In 2011, after many happy adult years living in the Chicago neighborhood of Lincoln Square, which he calls the “model urban neighborhood,” Baer moved with his wife and two daughters to Evanston.

“Someone told me that the suburbs are built around the worship of children,” Baer says with a grin. “They’re right!”

Baer cites his new location as an example of a consensual neighborhood. “All the homes border a small park. Every year somebody just updates the list and we have a progressive dinner.  Every week we have an open softball game in which anyone, and I mean anyone, can play.”
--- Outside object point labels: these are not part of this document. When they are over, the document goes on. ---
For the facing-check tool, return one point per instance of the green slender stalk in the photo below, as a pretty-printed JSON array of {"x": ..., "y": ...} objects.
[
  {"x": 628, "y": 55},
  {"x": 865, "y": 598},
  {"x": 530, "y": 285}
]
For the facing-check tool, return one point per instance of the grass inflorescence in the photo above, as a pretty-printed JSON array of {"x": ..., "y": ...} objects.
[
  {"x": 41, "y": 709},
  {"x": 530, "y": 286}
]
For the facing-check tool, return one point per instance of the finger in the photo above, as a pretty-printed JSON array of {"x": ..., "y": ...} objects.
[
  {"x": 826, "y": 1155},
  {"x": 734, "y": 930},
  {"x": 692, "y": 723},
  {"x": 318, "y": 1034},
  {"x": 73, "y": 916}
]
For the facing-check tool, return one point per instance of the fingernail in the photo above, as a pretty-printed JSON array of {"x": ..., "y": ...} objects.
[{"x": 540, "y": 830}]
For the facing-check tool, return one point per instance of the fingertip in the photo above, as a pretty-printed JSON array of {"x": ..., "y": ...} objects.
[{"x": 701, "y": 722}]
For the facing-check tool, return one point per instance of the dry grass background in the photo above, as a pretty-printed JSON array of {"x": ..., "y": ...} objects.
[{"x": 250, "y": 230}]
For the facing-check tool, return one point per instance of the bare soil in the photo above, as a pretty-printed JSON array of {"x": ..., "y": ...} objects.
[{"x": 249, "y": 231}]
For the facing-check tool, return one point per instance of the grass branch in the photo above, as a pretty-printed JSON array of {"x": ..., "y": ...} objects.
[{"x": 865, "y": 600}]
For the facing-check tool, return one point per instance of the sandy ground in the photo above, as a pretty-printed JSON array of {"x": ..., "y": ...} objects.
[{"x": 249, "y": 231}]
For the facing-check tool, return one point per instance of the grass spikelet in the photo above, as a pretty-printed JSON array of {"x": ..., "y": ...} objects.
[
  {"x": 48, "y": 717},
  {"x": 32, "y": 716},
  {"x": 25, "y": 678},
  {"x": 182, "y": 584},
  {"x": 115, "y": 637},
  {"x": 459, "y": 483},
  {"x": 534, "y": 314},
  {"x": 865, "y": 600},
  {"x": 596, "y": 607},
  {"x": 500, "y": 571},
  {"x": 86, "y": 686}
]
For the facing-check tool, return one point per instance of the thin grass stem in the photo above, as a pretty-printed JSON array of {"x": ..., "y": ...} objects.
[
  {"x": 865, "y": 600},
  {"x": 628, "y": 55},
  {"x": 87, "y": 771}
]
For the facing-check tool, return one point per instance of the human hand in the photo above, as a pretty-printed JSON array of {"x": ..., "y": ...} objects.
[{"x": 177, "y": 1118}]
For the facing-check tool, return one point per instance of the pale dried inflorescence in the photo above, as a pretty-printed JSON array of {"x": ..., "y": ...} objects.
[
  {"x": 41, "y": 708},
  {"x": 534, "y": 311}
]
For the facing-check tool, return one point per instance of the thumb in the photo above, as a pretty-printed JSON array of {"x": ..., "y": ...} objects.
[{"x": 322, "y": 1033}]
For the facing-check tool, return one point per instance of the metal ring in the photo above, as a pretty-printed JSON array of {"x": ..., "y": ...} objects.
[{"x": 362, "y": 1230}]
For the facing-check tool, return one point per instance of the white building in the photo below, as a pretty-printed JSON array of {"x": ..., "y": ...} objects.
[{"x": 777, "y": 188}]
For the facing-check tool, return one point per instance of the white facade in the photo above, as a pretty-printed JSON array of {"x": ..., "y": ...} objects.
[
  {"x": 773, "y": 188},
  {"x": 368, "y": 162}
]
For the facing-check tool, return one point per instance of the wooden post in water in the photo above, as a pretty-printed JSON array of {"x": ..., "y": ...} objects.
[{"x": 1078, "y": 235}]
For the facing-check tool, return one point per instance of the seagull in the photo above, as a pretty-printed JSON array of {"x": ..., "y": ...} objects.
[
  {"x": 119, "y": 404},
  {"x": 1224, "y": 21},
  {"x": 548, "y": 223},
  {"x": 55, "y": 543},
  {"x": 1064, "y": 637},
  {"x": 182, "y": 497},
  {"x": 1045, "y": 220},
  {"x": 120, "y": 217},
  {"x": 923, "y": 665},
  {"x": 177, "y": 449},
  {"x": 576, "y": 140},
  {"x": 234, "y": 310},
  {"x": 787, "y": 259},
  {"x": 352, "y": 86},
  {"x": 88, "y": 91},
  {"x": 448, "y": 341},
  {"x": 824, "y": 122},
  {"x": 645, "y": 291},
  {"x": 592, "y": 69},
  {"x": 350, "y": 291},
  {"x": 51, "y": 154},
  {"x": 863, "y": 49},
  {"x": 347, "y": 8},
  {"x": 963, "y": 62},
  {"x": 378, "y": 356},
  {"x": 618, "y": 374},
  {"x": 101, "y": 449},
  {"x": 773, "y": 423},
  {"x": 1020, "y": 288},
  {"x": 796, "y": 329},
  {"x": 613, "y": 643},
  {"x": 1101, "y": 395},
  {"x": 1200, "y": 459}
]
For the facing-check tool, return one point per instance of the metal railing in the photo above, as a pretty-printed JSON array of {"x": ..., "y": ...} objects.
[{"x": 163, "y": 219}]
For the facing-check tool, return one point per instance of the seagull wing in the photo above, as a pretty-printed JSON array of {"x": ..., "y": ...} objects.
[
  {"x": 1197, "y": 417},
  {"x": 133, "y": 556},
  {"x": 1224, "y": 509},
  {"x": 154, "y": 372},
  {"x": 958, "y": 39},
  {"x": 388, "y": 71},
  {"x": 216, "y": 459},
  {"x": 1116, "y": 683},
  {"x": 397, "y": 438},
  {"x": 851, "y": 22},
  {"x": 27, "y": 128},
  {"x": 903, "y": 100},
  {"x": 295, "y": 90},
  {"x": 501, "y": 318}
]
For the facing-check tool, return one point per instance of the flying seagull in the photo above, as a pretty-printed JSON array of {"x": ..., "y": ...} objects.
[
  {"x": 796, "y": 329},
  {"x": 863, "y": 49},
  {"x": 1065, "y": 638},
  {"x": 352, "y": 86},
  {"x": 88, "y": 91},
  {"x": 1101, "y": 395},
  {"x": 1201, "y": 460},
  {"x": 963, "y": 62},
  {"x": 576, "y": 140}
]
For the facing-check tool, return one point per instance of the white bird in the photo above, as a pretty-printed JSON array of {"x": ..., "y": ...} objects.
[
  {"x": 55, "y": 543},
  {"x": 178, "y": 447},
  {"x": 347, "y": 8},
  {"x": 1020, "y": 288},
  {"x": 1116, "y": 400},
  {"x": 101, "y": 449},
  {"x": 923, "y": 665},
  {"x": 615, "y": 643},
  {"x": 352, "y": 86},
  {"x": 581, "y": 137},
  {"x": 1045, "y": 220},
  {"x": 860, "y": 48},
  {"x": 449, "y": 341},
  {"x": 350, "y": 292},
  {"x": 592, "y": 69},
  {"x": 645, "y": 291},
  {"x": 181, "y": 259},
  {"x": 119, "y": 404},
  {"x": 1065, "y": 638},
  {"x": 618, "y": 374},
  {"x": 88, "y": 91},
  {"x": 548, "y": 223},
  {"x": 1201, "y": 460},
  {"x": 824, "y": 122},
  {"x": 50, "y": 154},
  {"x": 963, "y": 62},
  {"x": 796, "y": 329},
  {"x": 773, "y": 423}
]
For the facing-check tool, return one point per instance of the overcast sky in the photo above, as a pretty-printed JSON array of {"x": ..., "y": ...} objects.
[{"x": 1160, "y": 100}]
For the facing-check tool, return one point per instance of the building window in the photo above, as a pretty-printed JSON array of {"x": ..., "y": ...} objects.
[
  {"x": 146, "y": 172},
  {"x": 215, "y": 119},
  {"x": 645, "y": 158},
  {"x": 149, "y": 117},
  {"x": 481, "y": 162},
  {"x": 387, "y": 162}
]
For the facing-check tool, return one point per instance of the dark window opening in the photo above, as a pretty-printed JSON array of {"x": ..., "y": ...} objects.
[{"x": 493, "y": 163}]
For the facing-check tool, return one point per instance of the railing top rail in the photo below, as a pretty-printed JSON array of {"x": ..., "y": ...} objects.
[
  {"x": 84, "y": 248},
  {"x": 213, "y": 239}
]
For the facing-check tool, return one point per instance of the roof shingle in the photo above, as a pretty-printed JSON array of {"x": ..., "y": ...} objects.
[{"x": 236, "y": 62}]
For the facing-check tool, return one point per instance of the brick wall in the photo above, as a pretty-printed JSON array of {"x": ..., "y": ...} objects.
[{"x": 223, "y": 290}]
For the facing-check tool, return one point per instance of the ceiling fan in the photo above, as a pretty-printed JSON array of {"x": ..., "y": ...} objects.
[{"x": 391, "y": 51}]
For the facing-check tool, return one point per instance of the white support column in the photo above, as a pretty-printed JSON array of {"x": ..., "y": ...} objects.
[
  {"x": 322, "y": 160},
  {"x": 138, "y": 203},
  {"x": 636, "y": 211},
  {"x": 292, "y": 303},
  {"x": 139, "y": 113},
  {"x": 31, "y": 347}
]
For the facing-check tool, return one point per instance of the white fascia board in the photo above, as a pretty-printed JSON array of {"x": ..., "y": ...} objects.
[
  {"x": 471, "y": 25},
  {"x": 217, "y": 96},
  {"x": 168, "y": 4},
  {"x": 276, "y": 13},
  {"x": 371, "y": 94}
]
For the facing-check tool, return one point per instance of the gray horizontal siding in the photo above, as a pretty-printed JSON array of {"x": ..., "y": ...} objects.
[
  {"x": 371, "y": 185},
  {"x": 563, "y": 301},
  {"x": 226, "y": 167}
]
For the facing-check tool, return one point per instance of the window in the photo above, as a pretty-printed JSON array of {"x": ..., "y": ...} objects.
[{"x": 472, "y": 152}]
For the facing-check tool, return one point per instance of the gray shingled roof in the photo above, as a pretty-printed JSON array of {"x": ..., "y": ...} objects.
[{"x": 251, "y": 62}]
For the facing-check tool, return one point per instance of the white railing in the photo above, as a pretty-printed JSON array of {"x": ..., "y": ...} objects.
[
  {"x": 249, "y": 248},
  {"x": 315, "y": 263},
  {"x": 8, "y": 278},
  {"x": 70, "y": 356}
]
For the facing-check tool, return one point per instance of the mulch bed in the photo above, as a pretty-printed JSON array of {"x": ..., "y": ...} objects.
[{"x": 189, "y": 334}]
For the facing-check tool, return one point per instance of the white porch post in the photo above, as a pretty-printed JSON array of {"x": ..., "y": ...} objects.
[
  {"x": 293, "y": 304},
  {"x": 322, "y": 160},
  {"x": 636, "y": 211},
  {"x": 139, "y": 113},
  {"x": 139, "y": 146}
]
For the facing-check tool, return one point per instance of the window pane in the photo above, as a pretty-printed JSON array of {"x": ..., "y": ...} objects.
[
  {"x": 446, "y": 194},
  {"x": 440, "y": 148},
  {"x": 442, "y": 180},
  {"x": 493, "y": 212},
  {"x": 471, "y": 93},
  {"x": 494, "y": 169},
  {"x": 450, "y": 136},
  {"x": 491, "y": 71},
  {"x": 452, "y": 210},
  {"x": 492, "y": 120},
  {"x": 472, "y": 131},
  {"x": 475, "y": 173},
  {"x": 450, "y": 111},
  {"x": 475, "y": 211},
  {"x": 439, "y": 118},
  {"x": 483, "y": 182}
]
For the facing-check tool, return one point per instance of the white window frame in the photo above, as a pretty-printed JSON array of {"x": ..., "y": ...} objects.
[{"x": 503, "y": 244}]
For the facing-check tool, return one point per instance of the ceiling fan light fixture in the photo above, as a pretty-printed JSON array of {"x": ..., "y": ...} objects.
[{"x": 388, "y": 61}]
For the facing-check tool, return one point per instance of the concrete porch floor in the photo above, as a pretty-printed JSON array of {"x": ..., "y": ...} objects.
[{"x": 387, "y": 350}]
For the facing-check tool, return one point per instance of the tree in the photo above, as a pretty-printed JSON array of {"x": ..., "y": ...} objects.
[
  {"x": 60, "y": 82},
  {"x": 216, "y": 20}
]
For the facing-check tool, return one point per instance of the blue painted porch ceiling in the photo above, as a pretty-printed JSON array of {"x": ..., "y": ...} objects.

Other Favorite Neighborhoods 

  • Evanston and Highland Park include many great neighborhoods, according to Baer. He also sees the following as examples of highly livable communities:
  • Lake Forest near Market Square, which was designed by Howard Van Doren Shaw and build in 1916 to look and feel like a town square.
  • Glencoe, probably originally named Coe’s Glen after early leading citizen Matthew Coe, where many homes are close to a charming town and train transportation.
  • Highwood, which feels like the Little Italy or Bridgeport neighborhoods in Chicago, with dining and entertainment influenced by its Italian settlers and Fort Sheridan roots.
  • Ravinia, which was once an artist’s community, with homes melded into the ravines and bluffs. Ravinia Park was built by the railroad as an amusement park, and later featured concerts by rock musicians like Janice Joplin.

The Future of Our Communities 

Great neighborhoods can be made even better. Thanks to “Go To 2040,” a 21st century Daniel Burnhamesque-master plan to improve the livability of all metropolitan Chicago communities, which is being developed by Chicago Metropolitan Agency for Planning, (CMAP) they should continue to progress.

Bob Dean, deputy executive director for local planning at CMAP, describes several programs currently underway that should improve northern suburban neighborhoods, including “a sustainable food system project in Lake County and an active transportation plan that will improve and connect walking and biking paths in Wheeling.” For more on these initiatives, click here.

But in the end, it’s the people who live, work and play in a community that make it great. We’re thankful for our neighbors, and proud to share these wonderful, livable spaces with all of you.